Name: Guidelines on Anti-money Laundering for the Members of the Securities Association of China (中国证券业协会会员反洗钱工作指引, the “Guidelines”)
Issuing authority: Securities Association of China (“SAC”)
Effective date: 21 April 2008
Subject: Anti-money laundering
Further to the PRC Anti-money Laundering Law, the Provisions on Anti-money Laundering by Financial Institutions, the Administrative Measures on the Reporting of Large and Suspicious Transactions by Financial Institutions (the “Reporting Measures”) and the Measures for the Administration of Client Identification and Retention of Client Identification Materials and Trading Records for Financial Institutions, the Guidelines were issued by the SAC to further strengthen and safeguard the internal control system for anti-money laundering for SAC members. The Guidelines stipulate detailed provisions for the verification of client identification, reporting of large and suspicious transactions, retention and confidentiality of information and materials of clients and transaction records, staff training, and inspection and supervision regarding anti-money laundering.
Highlights
- The Guidelines apply to securities company members and fund management company members of the SAC.
- Each SAC member is required to establish a special internal anti-money laundering department or designate an existing internal department to be responsible for anti-money laundering matters. Such department must perform the duties, such as formulating anti-money laundering rules and procedures and reporting or procuring other departments to report large and suspicious transactions, as specified by the Guidelines.
- The Guidelines require that SAC members verify the identification of clients when conducting certain businesses, such as the opening, closing and change of accounts, change of transaction password, and change of the client’s basic information.

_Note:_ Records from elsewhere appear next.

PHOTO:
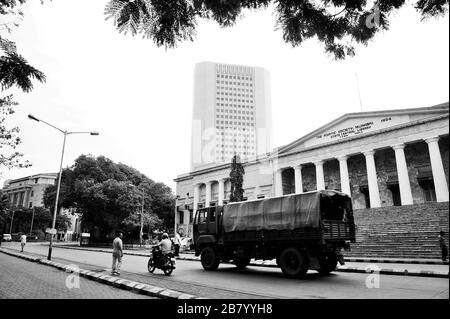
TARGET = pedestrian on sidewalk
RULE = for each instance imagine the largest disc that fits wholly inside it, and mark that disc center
(23, 241)
(444, 250)
(177, 244)
(117, 254)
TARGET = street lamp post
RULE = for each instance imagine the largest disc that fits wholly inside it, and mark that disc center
(32, 220)
(12, 220)
(141, 228)
(31, 117)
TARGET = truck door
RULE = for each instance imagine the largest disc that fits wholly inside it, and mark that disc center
(202, 221)
(212, 220)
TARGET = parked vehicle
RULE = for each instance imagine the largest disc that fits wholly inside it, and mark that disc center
(301, 231)
(165, 262)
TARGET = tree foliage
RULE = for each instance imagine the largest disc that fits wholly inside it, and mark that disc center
(338, 24)
(108, 195)
(236, 180)
(14, 71)
(9, 138)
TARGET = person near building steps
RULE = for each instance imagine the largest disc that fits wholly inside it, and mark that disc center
(117, 254)
(165, 246)
(23, 241)
(177, 244)
(444, 250)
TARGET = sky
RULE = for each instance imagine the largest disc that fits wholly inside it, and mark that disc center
(139, 96)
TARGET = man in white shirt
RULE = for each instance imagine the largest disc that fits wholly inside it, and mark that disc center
(23, 241)
(117, 254)
(177, 244)
(165, 244)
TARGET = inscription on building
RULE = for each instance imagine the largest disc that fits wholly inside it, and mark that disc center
(352, 130)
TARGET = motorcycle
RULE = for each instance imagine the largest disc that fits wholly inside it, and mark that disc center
(165, 262)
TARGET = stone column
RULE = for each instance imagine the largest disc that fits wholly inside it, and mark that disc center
(208, 194)
(298, 179)
(440, 183)
(320, 179)
(196, 196)
(278, 183)
(402, 173)
(221, 190)
(345, 179)
(374, 193)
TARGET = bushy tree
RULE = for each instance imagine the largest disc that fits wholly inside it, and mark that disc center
(14, 71)
(338, 24)
(108, 196)
(236, 180)
(9, 137)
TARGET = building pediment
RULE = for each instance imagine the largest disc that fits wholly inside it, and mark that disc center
(362, 123)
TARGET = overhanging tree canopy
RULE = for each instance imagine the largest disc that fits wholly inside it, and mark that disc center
(338, 24)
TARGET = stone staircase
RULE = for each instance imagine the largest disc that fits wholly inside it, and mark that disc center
(400, 231)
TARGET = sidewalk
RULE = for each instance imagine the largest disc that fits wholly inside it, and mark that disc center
(138, 287)
(398, 267)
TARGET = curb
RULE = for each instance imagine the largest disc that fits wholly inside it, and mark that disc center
(395, 261)
(117, 282)
(349, 259)
(383, 271)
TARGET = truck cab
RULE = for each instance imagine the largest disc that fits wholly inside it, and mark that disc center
(301, 231)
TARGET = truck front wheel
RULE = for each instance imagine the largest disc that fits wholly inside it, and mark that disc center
(294, 263)
(209, 258)
(241, 262)
(328, 264)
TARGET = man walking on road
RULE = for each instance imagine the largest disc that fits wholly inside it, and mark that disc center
(117, 254)
(23, 241)
(177, 244)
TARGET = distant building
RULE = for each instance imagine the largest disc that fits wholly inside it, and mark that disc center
(231, 114)
(28, 192)
(396, 157)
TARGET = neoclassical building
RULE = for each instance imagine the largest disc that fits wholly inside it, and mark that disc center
(382, 158)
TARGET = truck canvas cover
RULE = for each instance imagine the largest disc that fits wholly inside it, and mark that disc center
(278, 213)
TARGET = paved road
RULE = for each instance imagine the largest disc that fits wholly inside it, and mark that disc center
(257, 282)
(23, 279)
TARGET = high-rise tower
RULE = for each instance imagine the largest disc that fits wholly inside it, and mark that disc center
(231, 114)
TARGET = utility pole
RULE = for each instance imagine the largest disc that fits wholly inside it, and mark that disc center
(359, 92)
(142, 220)
(12, 220)
(32, 220)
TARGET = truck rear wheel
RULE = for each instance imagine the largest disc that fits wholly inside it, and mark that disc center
(294, 263)
(241, 262)
(328, 264)
(209, 258)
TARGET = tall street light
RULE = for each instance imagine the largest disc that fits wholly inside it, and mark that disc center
(31, 117)
(141, 229)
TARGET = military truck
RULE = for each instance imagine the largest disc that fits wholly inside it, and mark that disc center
(301, 231)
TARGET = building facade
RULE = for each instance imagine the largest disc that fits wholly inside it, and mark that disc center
(382, 158)
(231, 113)
(28, 192)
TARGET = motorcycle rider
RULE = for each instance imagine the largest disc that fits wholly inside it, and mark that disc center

The verification of client identification should be conducted on an on-going basis during the course of the businesses.
- SAC members are required by the Guidelines to implement strict verification measures and reliable technical measures to verify the identification of clients when providing non-counter transactional services via telephone, mobile phone, the Internet or other means.
- The Guidelines stipulate that reporting to the China Anti-money Laundering Monitoring and Analyzing Center of a large transaction (as defined in the Reporting Measures) must be made within five working days after the occurrence of the same and reporting of a suspicious transaction (as defined in the Reporting Measures and the Guidelines) must be made within ten working days after the occurrence of the same.